Second, use your time of day data to determine the variation between measurements during the day (noon-5pm) and in the evening (7pm-midnight) (use our timezone, ignore the remaining hours). This should yield four graphs, corresponding to (day, night) and (Gnutella, PlanetLab). You will likely see some natural diurnal variation. Is the diurnal variation more or less pronounced on PL hosts? Answering this question (whose answer no one knows) should require nothing more than processing of data you collected earlier.

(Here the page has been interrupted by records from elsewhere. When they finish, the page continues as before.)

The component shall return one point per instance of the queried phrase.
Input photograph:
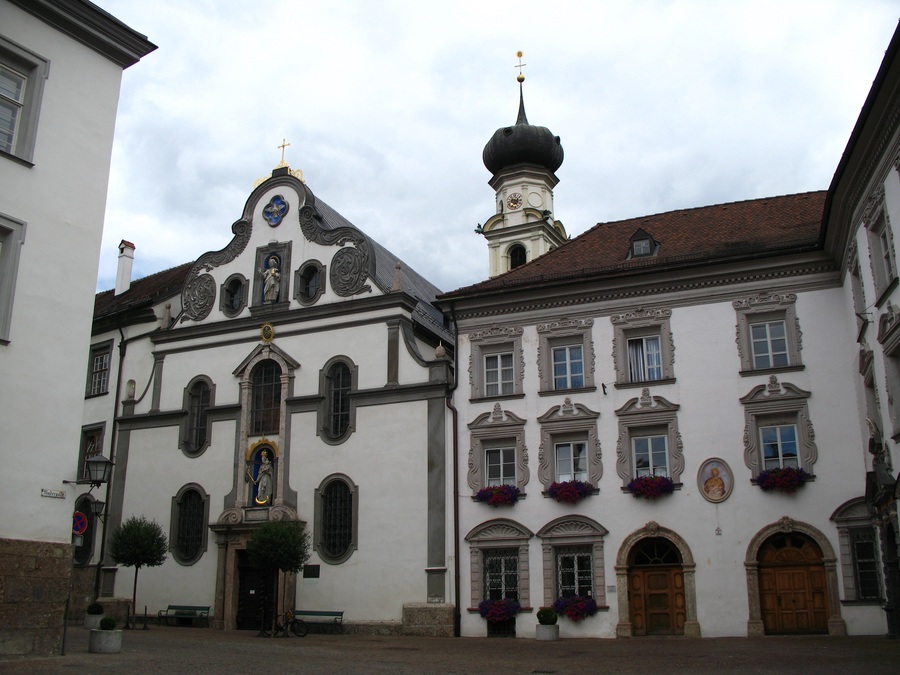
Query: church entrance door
(656, 589)
(256, 590)
(792, 585)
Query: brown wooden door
(792, 587)
(656, 598)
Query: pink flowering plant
(498, 495)
(787, 479)
(570, 491)
(496, 611)
(651, 487)
(575, 607)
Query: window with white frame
(98, 373)
(570, 449)
(12, 237)
(500, 466)
(499, 379)
(496, 362)
(565, 355)
(768, 332)
(649, 441)
(568, 367)
(22, 76)
(643, 348)
(572, 551)
(778, 430)
(497, 455)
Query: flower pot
(92, 621)
(546, 633)
(105, 641)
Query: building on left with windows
(61, 67)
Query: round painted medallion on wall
(715, 480)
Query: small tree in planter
(279, 545)
(138, 542)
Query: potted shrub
(92, 615)
(498, 495)
(650, 487)
(787, 479)
(546, 628)
(105, 639)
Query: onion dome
(522, 143)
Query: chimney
(126, 260)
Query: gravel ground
(201, 650)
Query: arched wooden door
(792, 585)
(656, 588)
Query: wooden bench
(334, 619)
(184, 614)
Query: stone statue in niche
(271, 280)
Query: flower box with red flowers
(498, 495)
(787, 479)
(650, 487)
(570, 491)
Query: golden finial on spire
(297, 173)
(520, 77)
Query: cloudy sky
(387, 106)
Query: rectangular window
(571, 461)
(501, 574)
(865, 563)
(498, 374)
(98, 377)
(779, 445)
(500, 464)
(650, 457)
(568, 367)
(769, 344)
(644, 359)
(574, 572)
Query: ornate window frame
(565, 333)
(188, 422)
(638, 323)
(175, 525)
(498, 428)
(570, 531)
(568, 422)
(319, 519)
(495, 340)
(640, 417)
(765, 307)
(324, 409)
(498, 534)
(776, 403)
(227, 293)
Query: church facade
(299, 374)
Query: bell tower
(522, 160)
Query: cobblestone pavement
(201, 650)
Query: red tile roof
(774, 225)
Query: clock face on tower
(514, 201)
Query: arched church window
(338, 385)
(336, 519)
(190, 509)
(516, 256)
(85, 549)
(266, 393)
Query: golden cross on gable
(521, 65)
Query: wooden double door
(793, 596)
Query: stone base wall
(34, 583)
(428, 620)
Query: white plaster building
(707, 346)
(307, 343)
(61, 66)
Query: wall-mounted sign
(715, 480)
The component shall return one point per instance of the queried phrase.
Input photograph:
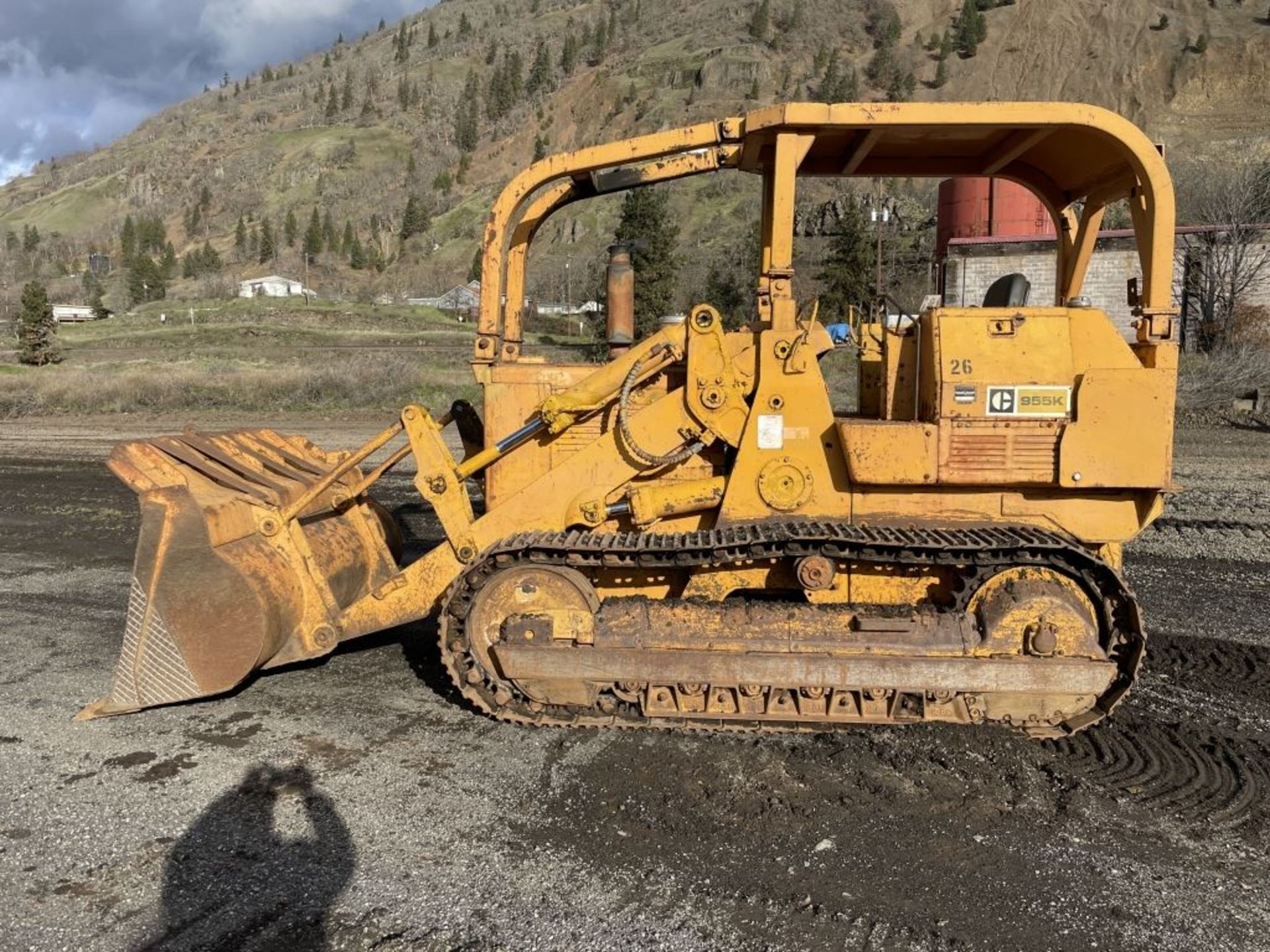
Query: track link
(980, 550)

Finally, repeat your Gnutella tracing study, using different PlanetLab hosts. How different are the characteristics of the Gnutella hosts, when you use a different vantage point for your measurements?

Extra Credit:

Here are some things you can do for extra credit and to earn a hacker badge:
  • Draw the Gnutella graph. Everybody has one of these, so should you. Free graphing tools on the internet make it trivial to convert the output of your graph walker to a nice plot.
  • Examine the Gnutella graph for vulnerabilities. Draw a plot of how badly the graph would be impacted (% nodes disconnected) if certain nodes were taken out (% nodes failed). Is there a knee in this curve? If so, are there any common features to the nodes below the knee, i.e. the most valuable assets in the Gnutella network, which, if targeted, would bring the vast majority of the network down?
  • Draw a global bandwidth map. Use Octant to determine the approximate location of a Gnutella node on the global map. Octant will compute an estimated region and a point estimate for any peer that responds to ICMP ping requests (many peers do not, so expect that this approach will work for 1 out of 10 nodes or so). For simplicity, ignore the region, and assume that the node is at the estimated point. Divide the globe into grid squares, say 100x100 miles. Color the grid square that the node resides in based on your bandwidth measurement to that peer. Keep doing this until a fair portion of the map is colored in. Take the median when multiple nodes occupy the same grid square. This should yield a map of earth's bandwidth achievable from Ithaca, NY. Do a nice job of plotting it, write your name on the lower right corner and I'll get one framed copy for you and one for my office.
  • Draw other global bandwidth maps. Draw the graph as in the previous step, and repeat it from different PlanetLab nodes. How different are the bandwidth maps when they are collected from Boston, SF, Seattle, NYC, Ithaca, Urbana-Champagne, Toronto, and Cambridge, UK? Who has the best connection to the rest of the world?